A documentação não diz a que veio: o parecer técnico da prefeitura, assinado por Antonio Carlos Vitorino, então diretor financeiro, tem apenas duas páginas, divididas em três tímidas seções: Relação Custo-Benefício, Interesse Social e Econômico da Operação e Conclusão. Destaca-se que, ao longo de todo o parecer do departamento financeiro, o impacto sobre a dívida do município não foi mencionado:
“RELAÇÃO CUSTO-BENEFÍCIO
O municipio de Mococa possui demandas na área de infraestrutura urbana, em especial em pavimentação asfáltica. Destaca-se nesse sentido a necessidade de atendimento de decisão judicial que determinou as obras de infraestrutura no bairro Pôr do Sol, que possui centenas de familias em vulnerabilidade social.
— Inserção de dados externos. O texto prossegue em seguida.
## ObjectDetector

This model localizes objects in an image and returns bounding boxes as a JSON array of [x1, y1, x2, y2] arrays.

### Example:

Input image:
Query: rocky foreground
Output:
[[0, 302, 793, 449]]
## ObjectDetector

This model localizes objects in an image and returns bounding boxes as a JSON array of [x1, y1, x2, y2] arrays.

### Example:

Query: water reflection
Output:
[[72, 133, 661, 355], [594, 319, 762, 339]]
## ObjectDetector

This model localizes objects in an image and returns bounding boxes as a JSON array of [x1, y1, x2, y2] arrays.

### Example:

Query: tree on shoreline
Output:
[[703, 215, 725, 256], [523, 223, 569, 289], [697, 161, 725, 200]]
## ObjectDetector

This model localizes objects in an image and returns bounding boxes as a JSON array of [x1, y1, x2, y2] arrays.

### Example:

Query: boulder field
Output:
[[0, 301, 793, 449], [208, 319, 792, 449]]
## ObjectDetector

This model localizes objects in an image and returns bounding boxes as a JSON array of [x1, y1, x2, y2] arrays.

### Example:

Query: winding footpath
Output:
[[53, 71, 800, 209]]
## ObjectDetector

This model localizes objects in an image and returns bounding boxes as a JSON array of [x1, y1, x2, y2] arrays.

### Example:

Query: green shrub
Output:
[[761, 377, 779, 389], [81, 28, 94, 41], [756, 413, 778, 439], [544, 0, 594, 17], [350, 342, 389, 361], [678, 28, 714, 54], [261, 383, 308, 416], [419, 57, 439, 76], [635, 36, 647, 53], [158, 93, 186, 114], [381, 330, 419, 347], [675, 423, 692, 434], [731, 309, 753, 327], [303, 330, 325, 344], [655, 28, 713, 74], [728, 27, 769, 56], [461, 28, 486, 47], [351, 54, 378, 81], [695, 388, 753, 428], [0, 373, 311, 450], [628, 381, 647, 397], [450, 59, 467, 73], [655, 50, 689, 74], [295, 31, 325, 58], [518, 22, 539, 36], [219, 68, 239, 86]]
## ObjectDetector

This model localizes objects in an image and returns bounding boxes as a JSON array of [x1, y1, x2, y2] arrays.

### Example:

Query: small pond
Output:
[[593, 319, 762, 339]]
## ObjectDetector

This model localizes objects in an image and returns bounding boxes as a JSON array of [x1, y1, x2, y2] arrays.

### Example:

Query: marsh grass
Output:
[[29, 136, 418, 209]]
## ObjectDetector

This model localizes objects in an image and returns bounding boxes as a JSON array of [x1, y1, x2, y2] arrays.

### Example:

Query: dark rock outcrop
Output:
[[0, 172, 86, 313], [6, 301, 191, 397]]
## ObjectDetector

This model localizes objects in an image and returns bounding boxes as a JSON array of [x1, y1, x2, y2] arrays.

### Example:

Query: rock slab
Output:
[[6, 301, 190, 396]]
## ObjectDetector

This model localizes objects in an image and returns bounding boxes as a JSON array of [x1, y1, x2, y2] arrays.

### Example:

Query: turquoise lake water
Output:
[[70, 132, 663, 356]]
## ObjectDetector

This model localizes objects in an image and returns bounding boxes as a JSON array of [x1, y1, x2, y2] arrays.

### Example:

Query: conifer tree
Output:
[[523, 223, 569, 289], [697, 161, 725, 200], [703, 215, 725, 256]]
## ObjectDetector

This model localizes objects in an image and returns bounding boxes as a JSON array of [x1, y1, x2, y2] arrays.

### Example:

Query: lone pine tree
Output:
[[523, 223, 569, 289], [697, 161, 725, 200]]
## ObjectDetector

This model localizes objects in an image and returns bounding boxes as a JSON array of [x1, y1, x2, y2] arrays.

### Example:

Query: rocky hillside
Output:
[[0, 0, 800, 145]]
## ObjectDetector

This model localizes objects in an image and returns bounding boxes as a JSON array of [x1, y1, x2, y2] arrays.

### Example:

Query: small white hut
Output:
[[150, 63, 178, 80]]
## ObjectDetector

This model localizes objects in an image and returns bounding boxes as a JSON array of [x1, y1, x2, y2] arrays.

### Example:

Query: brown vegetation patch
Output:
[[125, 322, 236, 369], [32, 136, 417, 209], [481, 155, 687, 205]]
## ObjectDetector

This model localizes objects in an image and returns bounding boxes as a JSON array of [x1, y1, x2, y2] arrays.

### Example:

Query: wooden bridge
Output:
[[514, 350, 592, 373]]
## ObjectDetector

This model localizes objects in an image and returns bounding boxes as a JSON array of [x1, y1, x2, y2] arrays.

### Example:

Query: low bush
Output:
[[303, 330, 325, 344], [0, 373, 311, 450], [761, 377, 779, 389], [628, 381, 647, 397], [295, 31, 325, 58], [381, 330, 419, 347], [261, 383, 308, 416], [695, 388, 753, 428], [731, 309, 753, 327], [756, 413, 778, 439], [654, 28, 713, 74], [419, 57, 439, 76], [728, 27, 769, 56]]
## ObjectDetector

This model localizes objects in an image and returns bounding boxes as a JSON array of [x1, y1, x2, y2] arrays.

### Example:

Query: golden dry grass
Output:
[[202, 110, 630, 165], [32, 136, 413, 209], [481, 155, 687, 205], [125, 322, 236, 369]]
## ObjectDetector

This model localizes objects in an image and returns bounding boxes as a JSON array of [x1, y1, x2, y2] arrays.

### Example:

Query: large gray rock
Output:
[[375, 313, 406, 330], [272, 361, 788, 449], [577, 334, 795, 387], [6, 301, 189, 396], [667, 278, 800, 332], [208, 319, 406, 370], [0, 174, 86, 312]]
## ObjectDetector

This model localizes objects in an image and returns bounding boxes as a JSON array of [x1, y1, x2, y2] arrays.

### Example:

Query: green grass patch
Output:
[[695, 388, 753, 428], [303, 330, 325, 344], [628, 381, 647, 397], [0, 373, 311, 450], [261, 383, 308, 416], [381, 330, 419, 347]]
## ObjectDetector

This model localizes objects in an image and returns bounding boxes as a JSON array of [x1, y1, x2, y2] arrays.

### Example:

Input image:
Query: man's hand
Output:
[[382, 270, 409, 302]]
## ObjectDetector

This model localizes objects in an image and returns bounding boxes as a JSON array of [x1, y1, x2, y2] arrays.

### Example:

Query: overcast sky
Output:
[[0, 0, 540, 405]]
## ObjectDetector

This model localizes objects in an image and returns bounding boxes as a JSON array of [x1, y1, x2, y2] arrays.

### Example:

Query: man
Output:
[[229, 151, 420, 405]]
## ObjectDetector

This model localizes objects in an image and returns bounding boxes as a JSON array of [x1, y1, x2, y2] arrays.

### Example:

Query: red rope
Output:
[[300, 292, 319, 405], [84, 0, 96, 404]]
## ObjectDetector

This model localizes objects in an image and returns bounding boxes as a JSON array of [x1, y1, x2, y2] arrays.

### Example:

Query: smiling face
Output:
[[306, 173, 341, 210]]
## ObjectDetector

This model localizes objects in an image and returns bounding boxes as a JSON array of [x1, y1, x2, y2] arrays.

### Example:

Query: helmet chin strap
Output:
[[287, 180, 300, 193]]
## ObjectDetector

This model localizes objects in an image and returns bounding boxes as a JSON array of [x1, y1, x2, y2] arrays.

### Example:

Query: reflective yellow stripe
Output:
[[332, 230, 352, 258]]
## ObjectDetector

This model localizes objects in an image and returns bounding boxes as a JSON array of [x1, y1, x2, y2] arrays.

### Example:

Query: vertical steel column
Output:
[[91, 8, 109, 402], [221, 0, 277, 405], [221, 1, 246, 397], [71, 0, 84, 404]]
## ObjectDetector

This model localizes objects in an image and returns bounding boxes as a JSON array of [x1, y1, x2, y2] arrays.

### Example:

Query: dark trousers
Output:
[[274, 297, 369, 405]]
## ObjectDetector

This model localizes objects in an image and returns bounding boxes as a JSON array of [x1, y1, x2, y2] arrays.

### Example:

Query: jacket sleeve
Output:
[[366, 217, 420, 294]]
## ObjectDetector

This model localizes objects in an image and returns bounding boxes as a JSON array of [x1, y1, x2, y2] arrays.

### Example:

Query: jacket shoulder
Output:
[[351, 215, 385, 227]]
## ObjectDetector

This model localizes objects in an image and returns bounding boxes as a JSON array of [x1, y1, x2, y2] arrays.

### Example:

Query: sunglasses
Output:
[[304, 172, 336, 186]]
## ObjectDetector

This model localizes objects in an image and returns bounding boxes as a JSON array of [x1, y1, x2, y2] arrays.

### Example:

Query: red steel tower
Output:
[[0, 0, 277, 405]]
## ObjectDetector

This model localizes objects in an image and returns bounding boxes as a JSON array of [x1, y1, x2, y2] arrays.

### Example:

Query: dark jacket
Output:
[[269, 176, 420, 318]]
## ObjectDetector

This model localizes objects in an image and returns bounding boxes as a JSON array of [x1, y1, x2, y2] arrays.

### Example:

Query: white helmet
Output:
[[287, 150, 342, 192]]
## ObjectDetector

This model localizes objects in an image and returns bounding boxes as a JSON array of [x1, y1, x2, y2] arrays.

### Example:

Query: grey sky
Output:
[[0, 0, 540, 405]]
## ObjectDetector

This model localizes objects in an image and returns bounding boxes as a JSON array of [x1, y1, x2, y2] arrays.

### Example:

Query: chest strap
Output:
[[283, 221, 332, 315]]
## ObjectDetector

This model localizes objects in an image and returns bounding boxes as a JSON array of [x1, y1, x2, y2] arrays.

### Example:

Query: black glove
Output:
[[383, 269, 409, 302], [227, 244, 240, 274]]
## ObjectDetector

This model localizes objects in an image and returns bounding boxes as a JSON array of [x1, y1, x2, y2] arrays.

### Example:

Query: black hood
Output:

A operação de crédito no valor de R$5 milhões possibilitará a execução da pavimentação necessária, sem onerar os cofres públicos, tendo em vista que as parcelas do empréstimo são possiveis de serem absorvidas pela municipalidade, de acordo com a disponibilidade orçamentária existente.
Outro fator importante a ser destacado é a característica do programa em
questão. O Desenvolve Municipios, lançado pelo Governo de São Paulo, te
taxa de juros subsidiado, além de carência de 24 meses, tornando-o vantajoso
diante das opções de tomada de crédito disponíveis no mercado.
INTERESSE ECONÔMICO E SOCIAL DA OPERAÇÃO
A municipalidade pretende com a tomada de crédito realizar a pavimentação asfáltica do bairro Pôr do Sol, considerado de interesse social e que dispõe de centenas de familias em vulnerabilidade residindo no local. Há mais de 20 anos essas familias aguardam por serviços de infraestrutura. Recentemente a Prefeitura realizou as obras de esgotamento sanitário e rede de água. A próxima etapa, com a aprovação do crédito é viabilizar a pavimentação do bairro, proporcionando melhor qualidade de vida a essas familias.”
O parecer jurídico, também bastante curto (cerca de uma pagina e meia), é assinado pelo Dr. Marcelo Torres de Freitas, e limita-se a explicitar as condições que autorizam a tomada do crédito:
“a) existência de prévia e expressa autorização para a contratação da operação em análise, no texto da lei orçamentária, em créditos adicionais ou lei especifica: Lei Municipal nº 4.949, de 21 de dezembro de 2021
b) inclusão no orçamento ou em créditos adicionais dos recursos
provenientes da operação de crédito mencionada;
c) atendimento do disposto no inciso III do art. 167 da Constituição, nos termos dos §§ 1º, inciso V, e 3º do art. 32 da Lei Complementar nº 10 de 2000; e
d) observância das demais disposições estabelecidas na Lei Complementar nº 101, de 2000, e nas Resoluções nº 40 e n° 43, ambas de 2001, do Senado Federal.”
- Quais os próximos passos para a nova iluminação por LED?
Com o aval do legislativo, os próximos passos são a licitação e a contratação do financiamento. Antes da licitação, precisa ser feito um Termo de Referência, que serve para que o executivo tenha uma noção dos preços praticados no mercado. Quem ajudará nesse termo, segundo Jeninho, é a mesma empresa que foi contratada para a elaboração do projeto inicial.
🦶 A Prefeitura foi contactada para falar sobre o projeto, mas ainda não se manifestou.